# Table legs to Table top HELP



## steliart (Jan 15, 2011)

I've been building table with 20 degrees angle legs and I was planning to attach the legs with internal hex flat head bolts through the top and threaded inserts on the legs. Unfortunately the red hard wood (massaranduba) I used breaks very badly when I try to insert a threaded insert so I gave up that idea.
I am looking from some advise/ideas how can I attach those legs.
Please look on the two sketches to have an idea of what I am trying to do.
Thank you.


----------



## ChefHDAN (Aug 7, 2010)

Sliding dovetail perhaps? Check out how this top is attached, it's a beautiful method.


----------



## tyvekboy (Feb 24, 2010)

Another option is to drill a 3/4 inch hole about 1 inch deep and glue or epoxy a hardwood dowel in the hole. Then you can drill and insert the threaded insert in that softer wood.


----------



## steliart (Jan 15, 2011)

ChefHDAN thank you for the link and for taking the time to answer me…!!! 
Yes it's a nice method but it won't work for me at this point as it's a folding leaf table and legs are attached on the leafs and the dovetail cut will show when folded… but it is one strong way of doing it… even though I might consider it.
Thanx


----------



## steliart (Jan 15, 2011)

Tyvekboy… thank you that is a good possibility… nice advise !!!


----------



## HokieKen (Apr 14, 2015)

Another option would be to use tee-nuts that you install with brads (not the barbed ones) instead of the threaded inserts.


----------



## steliart (Jan 15, 2011)

HokieKen thank you for the idea but the only ones I can get are the barbed ones, but I may try to cut the barbed points and drill 3 holes, that might work … Thank you for the advise !!!


----------



## andyboy (Jun 9, 2009)

Have you got an actual picture of your job?


----------



## steliart (Jan 15, 2011)

andyboy… just a mobile snapshot of the top not the legs right now, that's why I put the sketches up Andy


----------



## jerryminer (Jun 15, 2014)

Drill an over-sized hole and epoxy in your threaded inserts?

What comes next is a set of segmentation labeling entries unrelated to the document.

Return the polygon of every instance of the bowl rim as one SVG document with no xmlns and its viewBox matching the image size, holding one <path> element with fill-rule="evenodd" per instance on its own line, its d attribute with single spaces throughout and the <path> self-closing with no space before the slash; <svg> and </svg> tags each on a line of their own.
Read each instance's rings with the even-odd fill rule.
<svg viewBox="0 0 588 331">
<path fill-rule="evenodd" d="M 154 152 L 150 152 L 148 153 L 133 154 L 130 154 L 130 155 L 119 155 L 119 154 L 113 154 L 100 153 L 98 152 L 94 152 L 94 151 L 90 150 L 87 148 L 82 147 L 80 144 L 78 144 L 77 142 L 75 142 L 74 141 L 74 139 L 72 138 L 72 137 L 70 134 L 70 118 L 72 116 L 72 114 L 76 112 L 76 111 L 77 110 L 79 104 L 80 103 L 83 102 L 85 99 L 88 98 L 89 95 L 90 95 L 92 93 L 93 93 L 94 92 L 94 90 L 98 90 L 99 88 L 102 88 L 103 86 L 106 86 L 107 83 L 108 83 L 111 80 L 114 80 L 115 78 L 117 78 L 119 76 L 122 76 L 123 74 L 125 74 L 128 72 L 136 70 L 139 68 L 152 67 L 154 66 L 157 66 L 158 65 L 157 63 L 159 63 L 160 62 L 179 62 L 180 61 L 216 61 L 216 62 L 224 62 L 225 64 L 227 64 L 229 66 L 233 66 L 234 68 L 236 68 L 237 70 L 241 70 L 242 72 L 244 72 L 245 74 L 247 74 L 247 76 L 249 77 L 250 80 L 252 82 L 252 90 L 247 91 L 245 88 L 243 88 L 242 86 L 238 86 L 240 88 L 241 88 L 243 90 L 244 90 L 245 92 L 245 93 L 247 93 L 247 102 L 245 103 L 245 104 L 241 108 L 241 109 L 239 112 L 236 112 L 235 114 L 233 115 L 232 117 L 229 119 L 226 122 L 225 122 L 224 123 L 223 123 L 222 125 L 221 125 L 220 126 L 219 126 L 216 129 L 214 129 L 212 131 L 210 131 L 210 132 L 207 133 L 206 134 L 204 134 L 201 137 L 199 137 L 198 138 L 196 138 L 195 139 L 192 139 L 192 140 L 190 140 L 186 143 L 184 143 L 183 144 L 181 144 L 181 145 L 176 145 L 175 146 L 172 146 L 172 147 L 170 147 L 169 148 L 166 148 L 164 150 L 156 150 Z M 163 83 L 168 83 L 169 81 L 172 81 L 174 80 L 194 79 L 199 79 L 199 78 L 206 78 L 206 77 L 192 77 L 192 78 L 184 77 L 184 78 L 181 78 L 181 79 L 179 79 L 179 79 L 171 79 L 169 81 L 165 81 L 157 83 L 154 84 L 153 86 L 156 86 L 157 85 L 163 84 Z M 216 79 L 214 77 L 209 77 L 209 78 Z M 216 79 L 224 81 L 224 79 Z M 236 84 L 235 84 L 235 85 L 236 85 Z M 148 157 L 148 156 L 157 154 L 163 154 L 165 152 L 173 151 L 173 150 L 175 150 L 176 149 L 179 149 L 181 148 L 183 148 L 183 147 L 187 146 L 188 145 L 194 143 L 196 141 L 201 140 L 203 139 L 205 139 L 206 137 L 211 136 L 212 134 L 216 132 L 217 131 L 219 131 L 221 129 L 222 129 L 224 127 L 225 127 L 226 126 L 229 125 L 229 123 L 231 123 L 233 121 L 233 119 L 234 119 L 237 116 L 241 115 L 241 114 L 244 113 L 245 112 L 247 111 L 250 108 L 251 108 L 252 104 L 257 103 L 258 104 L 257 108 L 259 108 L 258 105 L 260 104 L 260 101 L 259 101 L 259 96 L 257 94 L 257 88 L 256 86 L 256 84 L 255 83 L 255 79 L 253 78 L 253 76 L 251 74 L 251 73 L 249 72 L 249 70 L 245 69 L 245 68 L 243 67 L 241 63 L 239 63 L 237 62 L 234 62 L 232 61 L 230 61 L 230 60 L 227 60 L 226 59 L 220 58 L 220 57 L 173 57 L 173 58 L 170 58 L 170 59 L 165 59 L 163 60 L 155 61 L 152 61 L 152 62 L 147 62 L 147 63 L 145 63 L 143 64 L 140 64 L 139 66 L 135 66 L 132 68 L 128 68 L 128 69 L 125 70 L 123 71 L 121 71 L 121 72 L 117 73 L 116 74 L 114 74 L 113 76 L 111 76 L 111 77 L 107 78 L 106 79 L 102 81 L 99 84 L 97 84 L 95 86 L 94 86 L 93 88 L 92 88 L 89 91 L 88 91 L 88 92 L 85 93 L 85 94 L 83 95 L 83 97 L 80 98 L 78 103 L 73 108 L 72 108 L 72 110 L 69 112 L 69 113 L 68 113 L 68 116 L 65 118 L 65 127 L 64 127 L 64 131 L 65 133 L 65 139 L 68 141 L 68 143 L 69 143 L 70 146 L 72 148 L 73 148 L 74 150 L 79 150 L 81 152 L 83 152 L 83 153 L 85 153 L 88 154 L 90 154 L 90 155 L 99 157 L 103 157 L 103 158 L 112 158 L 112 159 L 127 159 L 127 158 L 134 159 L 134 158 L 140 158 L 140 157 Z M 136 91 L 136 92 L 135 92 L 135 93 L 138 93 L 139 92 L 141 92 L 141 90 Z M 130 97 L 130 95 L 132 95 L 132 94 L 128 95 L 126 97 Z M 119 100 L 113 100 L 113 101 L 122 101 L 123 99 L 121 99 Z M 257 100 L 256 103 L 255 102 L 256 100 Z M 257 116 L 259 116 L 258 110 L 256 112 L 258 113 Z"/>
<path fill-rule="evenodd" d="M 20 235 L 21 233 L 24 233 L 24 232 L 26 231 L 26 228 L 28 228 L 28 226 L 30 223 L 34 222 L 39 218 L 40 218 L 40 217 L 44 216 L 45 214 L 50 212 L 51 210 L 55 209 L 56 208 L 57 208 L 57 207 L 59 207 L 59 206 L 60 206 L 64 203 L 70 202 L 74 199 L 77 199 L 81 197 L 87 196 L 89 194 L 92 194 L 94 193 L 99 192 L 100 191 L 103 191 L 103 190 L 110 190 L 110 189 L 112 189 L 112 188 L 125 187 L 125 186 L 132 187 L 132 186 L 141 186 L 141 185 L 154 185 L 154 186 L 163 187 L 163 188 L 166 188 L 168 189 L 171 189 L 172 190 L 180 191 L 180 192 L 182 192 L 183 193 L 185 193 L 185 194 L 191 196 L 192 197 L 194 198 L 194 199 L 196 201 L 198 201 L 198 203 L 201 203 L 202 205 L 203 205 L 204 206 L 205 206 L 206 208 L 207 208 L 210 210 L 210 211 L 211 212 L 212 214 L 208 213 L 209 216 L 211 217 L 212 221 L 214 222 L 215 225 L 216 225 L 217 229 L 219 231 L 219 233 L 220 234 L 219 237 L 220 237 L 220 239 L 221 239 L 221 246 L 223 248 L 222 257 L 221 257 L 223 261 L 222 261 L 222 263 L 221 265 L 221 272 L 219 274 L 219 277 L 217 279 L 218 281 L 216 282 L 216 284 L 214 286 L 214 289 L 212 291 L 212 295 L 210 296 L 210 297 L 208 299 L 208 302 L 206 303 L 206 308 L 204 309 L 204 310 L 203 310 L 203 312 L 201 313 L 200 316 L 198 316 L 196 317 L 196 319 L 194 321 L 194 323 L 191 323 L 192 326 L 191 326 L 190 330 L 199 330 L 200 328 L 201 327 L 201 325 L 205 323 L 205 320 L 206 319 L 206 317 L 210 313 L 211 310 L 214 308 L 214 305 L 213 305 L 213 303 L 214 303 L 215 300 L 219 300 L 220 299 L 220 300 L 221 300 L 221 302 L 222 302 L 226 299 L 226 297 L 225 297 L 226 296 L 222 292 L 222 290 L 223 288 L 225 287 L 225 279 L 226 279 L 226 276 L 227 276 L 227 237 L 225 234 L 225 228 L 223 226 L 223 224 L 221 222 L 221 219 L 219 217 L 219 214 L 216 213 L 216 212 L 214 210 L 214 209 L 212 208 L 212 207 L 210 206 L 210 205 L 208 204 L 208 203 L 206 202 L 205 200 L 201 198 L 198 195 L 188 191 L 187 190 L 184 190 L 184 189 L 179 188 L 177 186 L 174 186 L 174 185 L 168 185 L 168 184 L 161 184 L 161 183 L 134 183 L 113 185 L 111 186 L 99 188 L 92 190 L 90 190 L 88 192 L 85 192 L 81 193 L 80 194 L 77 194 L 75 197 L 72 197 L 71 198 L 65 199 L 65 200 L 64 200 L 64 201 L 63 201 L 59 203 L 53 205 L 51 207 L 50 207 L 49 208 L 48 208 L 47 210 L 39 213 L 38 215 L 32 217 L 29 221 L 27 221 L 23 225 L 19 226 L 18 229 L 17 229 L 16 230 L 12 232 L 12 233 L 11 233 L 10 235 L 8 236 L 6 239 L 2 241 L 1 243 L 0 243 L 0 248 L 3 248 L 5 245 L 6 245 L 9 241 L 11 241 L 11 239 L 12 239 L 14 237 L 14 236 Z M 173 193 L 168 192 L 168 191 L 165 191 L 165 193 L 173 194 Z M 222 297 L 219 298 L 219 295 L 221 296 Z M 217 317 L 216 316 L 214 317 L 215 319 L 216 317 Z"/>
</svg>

To keep the internal threads clean, coat a bolt with Vaseline and thread it into the insert while the epoxy sets.


----------



## bondogaposis (Dec 18, 2011)

I would use mortise and tenons if it were my design. But since you have likely already cut the legs to length, it is too late for tenons. In this situation I would opt for loose tenons.


----------



## steliart (Jan 15, 2011)

jerryminer thanks for the advise that is also a possibility like the t-nuts epoxy and screws


----------



## steliart (Jan 15, 2011)

bondogaposis wanted a mechanical fastening method as the legs are not stationed but attached to the drop leaf sides thus folding with them, thats why didnt use mortise and tenons although I used them to connect the triangular top part of the leg… thank you


----------



## papadan (Mar 6, 2009)

Why do you need to bolt the legs on?


----------



## steliart (Jan 15, 2011)

papadan because are movable folding leaf legs and 1 inch thick only so i believe a through the top fastening will be stronger


----------